If there’s one thing that makes me proud to call myself a Baptist, it’s the contribution made to the world by the historic Baptist commitment to religious liberty. The idea that a nation can function without a state religion was possibly the most remarkable aspect of the founding of America and was a massive positive influence on the modern world, much of which has adopted the same model. For that, you can thank the Baptists, largely.
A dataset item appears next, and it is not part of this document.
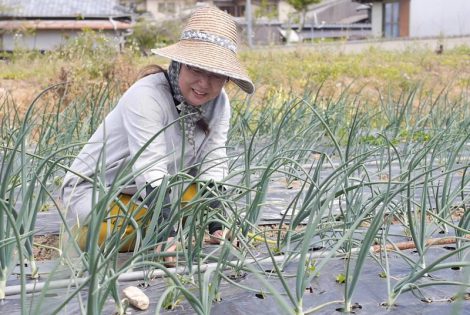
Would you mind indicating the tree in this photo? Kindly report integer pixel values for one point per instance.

The world today would be a very different place without the brave witness of early Baptists and the hard work they’ve put into preserving it since then.Becoming a Baptist meant for me becoming a part of this proud and continuing tradition of championing religious freedom for all.

I share what brought me into the denomination to encourage my fellow Baptists. In a time where demographic changes have many worried, we don’t need sweeping changes in our theology or practice. What we need, rather, is reaffirm and hold fast to our distinctives.

Baptists have much to offer both the church as a whole and the world. If we remember where we came from, we will continue to reach a world in desperate need of what we have to offer.

In my short time in the denomination, I’ve seen all of these distinctives challenged from within. Baptists don’t need to change what they’re doing to accommodate to a changing world; rather, what Baptists need is a renewed interest in their foundational identity.

After all, it worked on me.

Jake Raabe is a student at Baylor University’s George W. Truett Theological Seminary in Waco, Texas.